Re: [PATCH v3 1/1] x86/mce/amd: Guard SMCA DESTAT access on non-SMCA machines

Next message: Aleksandr Nogikh: "[PATCH v2] x86/kexec: Disable KCOV instrumentation after load_segments()"
Previous message: Michael Kelley: "RE: [PATCH] mshv: Fix error handling in mshv_region_populate_pages"
In reply to: Borislav Petkov: "Re: [PATCH v3 1/1] x86/mce/amd: Guard SMCA DESTAT access on non-SMCA machines"
Next in thread: Borislav Petkov: "Re: [PATCH v3 1/1] x86/mce/amd: Guard SMCA DESTAT access on non-SMCA machines"
Messages sorted by: [ date ] [ thread ] [ subject ] [ author ]

From: William Roche

Date: Tue Mar 17 2026 - 17:56:54 EST

On 3/17/26 21:24, Borislav Petkov wrote:

On Tue, Mar 17, 2026 at 09:06:54PM +0100, William Roche wrote:

Relaying the error to the guest doesn't only have a value to target a VM
process but also deal with free memory or clean file cache memory impacted
etc... Cases where a memory error may not crash the kernel can benefit to
the VM too

I don't understand - what do you mean with "free memory or clean file cache
memory"?

The physical address of an uncorrected memory error (if/when it can be identified) can give a chance to a kernel reaction depending on the state (and type) of the impacted memory -- as implemented in mm/memory-failure.c with error_states[], me_pagecache_clean() or try_memory_failure()...

The Kernel can try to "deal" with the error. The process case (with its SIGBUS) is probably the most common one, but a few kernel memory pages impacted by a memory error could be isolated (poisoned) without requiring a kernel crash. Free memory pages or clean page cache pages could be an example of that, they are poisoned and should not be used by the system after that.

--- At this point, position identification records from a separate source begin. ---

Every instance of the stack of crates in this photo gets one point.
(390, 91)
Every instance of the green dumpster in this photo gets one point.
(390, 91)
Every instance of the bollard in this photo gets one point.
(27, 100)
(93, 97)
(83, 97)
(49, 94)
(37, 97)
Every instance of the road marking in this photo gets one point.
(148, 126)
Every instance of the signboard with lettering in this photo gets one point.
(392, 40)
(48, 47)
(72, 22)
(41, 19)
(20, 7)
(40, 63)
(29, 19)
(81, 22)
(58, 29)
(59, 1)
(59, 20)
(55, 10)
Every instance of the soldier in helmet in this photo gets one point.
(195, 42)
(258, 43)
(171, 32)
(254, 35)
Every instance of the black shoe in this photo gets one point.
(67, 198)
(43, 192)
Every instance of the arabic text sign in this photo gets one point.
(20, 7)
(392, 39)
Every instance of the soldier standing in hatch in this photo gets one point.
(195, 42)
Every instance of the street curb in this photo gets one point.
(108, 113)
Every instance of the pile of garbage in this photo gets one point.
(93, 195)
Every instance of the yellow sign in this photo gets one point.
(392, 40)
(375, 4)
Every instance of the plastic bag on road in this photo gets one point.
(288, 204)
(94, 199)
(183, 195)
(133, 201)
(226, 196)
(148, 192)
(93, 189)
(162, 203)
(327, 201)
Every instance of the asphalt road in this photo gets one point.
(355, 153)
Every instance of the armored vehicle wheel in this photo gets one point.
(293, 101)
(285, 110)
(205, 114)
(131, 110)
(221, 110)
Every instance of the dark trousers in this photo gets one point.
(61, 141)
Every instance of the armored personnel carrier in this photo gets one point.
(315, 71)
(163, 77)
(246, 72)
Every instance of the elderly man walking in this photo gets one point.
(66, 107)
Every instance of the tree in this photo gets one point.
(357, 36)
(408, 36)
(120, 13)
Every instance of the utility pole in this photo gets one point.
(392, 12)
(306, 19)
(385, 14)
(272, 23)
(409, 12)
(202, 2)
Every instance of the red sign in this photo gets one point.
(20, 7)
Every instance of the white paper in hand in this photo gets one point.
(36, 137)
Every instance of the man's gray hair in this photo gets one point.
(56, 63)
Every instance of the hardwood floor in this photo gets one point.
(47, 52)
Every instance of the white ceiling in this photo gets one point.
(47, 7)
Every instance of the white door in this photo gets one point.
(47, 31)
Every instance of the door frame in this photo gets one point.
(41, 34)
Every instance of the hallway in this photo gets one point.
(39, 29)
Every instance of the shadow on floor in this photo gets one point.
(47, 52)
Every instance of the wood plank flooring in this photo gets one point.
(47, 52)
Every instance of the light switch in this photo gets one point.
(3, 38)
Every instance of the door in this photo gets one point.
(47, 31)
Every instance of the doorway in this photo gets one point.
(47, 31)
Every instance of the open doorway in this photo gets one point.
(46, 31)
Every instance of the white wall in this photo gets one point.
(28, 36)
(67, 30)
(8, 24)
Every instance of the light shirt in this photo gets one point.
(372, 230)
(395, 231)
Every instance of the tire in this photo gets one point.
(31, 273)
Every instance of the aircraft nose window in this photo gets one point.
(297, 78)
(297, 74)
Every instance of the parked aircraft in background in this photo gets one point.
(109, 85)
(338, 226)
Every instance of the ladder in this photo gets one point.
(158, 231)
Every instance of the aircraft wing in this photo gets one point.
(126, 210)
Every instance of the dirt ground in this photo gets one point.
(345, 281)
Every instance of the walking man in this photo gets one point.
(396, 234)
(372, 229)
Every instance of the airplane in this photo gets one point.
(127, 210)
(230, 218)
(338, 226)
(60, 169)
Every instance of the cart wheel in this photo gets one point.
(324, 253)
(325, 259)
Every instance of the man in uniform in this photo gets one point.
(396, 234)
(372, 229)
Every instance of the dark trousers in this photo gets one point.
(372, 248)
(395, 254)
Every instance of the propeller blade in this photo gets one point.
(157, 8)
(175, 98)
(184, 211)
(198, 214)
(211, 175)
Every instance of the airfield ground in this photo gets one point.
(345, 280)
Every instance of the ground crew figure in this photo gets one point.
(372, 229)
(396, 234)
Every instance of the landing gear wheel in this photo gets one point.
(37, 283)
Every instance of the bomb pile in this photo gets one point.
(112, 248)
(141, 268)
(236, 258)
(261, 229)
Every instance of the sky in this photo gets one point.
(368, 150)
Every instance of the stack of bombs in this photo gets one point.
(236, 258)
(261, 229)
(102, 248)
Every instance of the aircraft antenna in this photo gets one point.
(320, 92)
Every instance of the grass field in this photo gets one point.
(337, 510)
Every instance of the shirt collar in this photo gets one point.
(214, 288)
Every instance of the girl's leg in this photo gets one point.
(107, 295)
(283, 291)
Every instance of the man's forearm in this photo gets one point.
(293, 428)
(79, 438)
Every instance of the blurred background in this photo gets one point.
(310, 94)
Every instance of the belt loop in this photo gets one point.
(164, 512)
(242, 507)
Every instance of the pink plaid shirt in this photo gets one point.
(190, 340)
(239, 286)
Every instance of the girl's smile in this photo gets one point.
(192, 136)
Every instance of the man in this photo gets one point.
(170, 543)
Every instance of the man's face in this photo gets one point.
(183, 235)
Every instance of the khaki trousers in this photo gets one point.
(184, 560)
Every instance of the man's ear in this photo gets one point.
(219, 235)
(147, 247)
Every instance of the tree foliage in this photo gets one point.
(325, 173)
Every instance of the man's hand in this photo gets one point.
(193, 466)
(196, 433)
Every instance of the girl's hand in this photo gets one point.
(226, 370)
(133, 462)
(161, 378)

The kernel can also return EIO error on poisoned page cache failed access attempt, etc...

These mechanisms are implemented for the bare-metal running kernel, but what is really interesting when relaying the error to a VM is that its kernel can, in some cases, also benefit from these mechanisms. And having a chance (even small) to avoid a VM crash is a significant gain for virtualized workload.

Just giving my point of view on why we care about VM relayed memory errors :)

William.